Whatever decisions get made, it will be important for everyone to row in the same direction. Longstanding issues are best defeated through collective and consistent efforts.
It will take time for United to adjust to their new reality in the relative football wilderness. It will take time on top of that to find their way back from it. The best way out of a messy situation is — very often — to go through it. That will hurt, but it can also serve as a learning opportunity. There is no get-out-of-jail-free card this season, as there was with that FA Cup final in the previous one.
Senior executives have not moved from co-owner Sir Jim Ratcliffe’s opinion, given during a series of interviews in March. They believe Amorim is a good coach who can correct a bad situation. United fans have slowed their singing of Amorim’s name in a chant to the tune of Bonnie Tyler’s It’s a Heartache. They are understandably torn on whether to back a manager who has struggled to improve the squad he inherited.
Backing a head coach requires a financial investment, and in this case recruiting the players who can make Amorim’s 3-4-3 formation viable against Premier League opposition.
United need to strengthen their goalscoring options. They need to recruit targets who can match the physical intensity and technical quality of players at Champions League clubs. They need better options at wing-back.
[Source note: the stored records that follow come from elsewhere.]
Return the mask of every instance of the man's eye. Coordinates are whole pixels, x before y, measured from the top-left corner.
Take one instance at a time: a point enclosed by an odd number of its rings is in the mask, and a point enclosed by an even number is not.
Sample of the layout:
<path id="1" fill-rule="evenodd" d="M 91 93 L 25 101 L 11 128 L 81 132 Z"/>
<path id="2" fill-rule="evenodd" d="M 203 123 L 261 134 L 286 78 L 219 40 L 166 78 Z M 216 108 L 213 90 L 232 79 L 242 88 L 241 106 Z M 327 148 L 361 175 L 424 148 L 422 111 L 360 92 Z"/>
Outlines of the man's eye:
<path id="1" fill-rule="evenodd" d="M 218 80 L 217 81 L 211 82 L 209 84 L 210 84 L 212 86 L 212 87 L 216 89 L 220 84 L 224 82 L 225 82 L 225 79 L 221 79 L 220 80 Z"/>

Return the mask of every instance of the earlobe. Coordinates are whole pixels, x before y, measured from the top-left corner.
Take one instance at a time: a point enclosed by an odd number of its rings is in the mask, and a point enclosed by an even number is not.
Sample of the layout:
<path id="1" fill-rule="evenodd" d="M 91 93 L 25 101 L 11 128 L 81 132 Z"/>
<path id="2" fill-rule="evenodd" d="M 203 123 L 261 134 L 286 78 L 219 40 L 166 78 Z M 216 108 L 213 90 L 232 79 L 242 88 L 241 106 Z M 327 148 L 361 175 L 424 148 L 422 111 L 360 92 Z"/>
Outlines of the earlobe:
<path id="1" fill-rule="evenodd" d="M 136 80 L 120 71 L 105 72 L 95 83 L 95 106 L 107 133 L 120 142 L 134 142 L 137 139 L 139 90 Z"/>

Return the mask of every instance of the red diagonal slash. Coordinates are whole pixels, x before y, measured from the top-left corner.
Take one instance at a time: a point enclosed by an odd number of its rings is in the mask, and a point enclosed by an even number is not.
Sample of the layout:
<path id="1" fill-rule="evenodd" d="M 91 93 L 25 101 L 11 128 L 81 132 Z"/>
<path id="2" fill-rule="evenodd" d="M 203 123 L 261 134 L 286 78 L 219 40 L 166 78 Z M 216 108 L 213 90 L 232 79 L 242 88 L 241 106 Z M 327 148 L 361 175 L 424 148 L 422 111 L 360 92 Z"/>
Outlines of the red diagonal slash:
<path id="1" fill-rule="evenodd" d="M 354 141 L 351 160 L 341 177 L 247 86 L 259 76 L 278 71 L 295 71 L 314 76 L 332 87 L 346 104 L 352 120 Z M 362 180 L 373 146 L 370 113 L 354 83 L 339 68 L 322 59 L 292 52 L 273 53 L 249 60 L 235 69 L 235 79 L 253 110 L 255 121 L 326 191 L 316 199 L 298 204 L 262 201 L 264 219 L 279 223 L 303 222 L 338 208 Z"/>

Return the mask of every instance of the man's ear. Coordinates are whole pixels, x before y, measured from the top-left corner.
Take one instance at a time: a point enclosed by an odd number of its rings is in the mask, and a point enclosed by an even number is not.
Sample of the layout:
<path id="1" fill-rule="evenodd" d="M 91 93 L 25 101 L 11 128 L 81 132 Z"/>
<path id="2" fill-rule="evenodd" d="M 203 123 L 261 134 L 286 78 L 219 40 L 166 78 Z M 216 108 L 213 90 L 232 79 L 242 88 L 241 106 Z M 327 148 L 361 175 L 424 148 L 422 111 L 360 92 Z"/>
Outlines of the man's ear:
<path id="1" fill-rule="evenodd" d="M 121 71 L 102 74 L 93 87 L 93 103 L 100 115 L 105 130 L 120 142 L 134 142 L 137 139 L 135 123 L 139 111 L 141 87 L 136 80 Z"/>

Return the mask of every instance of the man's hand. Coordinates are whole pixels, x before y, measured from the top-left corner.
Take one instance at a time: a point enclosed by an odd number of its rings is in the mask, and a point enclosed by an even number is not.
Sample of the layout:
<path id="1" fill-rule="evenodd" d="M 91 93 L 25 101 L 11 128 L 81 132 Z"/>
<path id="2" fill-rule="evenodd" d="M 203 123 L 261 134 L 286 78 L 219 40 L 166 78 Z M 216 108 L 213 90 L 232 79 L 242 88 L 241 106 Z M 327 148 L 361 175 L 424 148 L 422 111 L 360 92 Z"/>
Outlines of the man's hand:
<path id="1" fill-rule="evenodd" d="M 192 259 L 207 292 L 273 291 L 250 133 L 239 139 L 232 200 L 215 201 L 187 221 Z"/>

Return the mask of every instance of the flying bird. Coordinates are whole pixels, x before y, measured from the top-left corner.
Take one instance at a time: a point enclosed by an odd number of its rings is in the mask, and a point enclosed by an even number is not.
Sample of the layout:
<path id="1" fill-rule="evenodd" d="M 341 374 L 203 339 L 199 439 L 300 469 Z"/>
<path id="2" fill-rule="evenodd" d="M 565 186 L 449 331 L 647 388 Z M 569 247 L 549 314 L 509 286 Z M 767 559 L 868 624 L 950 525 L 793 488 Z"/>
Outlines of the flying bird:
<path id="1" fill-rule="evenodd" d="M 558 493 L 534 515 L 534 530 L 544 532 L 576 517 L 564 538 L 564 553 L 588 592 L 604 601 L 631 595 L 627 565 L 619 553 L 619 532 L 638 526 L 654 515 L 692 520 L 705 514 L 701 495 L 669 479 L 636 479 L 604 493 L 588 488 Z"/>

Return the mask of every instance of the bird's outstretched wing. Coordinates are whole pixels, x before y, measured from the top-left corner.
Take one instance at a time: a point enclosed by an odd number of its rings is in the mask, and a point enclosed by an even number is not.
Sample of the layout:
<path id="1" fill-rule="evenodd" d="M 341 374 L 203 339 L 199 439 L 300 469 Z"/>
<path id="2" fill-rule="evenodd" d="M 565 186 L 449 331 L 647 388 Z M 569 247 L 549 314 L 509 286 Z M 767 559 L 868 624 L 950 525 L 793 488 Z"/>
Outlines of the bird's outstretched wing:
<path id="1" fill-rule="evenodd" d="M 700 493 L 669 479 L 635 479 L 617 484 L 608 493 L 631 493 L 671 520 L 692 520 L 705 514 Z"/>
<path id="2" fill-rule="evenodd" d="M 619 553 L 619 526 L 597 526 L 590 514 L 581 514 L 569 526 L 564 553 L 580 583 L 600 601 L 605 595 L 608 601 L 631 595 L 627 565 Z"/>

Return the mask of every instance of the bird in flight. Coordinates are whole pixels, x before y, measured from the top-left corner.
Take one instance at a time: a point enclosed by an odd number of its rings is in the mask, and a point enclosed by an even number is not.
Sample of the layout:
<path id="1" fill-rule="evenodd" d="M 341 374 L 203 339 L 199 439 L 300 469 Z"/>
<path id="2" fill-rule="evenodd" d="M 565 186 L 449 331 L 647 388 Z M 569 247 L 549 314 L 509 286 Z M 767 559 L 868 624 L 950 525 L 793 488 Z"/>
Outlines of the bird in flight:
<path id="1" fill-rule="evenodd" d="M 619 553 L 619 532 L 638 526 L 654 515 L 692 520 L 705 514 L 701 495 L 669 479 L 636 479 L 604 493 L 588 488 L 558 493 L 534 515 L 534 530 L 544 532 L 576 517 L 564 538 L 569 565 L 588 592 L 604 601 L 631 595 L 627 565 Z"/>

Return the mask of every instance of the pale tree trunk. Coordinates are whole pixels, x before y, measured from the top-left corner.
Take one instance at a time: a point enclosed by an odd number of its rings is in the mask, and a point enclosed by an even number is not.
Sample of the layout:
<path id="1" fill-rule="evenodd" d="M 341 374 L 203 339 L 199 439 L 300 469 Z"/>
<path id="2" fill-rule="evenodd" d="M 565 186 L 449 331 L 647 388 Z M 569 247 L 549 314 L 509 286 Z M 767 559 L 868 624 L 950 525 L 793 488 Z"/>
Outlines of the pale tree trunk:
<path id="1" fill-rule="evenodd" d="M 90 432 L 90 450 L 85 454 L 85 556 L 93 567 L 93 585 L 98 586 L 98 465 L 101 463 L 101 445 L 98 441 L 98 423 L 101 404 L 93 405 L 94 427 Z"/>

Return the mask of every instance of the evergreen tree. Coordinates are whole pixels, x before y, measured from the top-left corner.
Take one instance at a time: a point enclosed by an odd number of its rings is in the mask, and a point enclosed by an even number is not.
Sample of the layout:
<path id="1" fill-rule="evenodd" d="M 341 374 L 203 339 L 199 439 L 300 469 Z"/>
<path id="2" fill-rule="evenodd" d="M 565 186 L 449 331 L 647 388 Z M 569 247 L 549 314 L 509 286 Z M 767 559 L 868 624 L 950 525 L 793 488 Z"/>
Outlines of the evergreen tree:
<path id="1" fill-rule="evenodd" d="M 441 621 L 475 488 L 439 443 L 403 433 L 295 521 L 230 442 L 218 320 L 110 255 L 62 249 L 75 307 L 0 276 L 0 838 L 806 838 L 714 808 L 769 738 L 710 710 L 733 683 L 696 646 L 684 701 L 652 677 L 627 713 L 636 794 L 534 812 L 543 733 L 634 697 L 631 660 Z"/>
Some fans remain unconvinced about goalkeeper Andre Onana almost two full seasons in.
That is a long shopping list, made more difficult by the loss of revenues. But to back Amorim is to do more than to give him money. He is a struggling employee who requires many things to perform his job properly, including honesty from those above and around him.
The 40-year-old Portuguese wears his heart on his sleeve in press conferences — sometimes to his detriment. Club personnel other than him need to be willing to face questions and explain the blueprint for the future. Amorim has strengths that can be furthered with financial investment. He has weaknesses that can be reduced with a better structure.
How one creates that structure in a time of mass layoffs at the club is difficult. The attempts by Ratcliffe’s INEOS business empire to trim the perceived fat at United risk cutting into lean meat.
Ratcliffe has spoken of making the club the most profitable in the world within three years. Chief executive Omar Berrada has told staff a league title is possible in 2028, to coincide with the 150th anniversary of United’s founding. Plans for a new stadium were unveiled with little detail on costings but with a goal to complete the build for the 2030-31 season.
These are all ambitious, lofty goals. They also run counter to each other. A perennially injured athlete does not tell the world they plan to run a marathon.
United’s short- to medium-term objectives need to focus on competency. They need to build tools and processes to guard against the complacency that has eroded the club’s brilliance since Ferguson’s 2013 retirement.
“But we’re Manchester United” is not a reasonable counter-argument when confronted with desperate situations. Belief that your institution is exempt from the hard, functional and often boring parts of the job leads to a slow decline. Footballers need to do warm-ups and cooldowns to maintain peak performance. Football clubs need to properly condition themselves for the seasons ahead, too.
Past midnight, hours after the full-time whistle, the celebrations, the press conferences and the exit of nearly every football fan — a San Mames employee took to the pitch with a leaf blower. For 30 minutes, he neatly arranged the gold ticker tape and glitter from the trophy lift into a small square, before co-workers came and swept it all away with dustpans and brooms. When the process was complete, the heavens opened and rain began to fall on the stadium, soaking those who remained.
This was the last European party United will be invited to for a while. Those in charge of the club will have to find ways to turn the misery of last night’s defeat into brighter days in the future.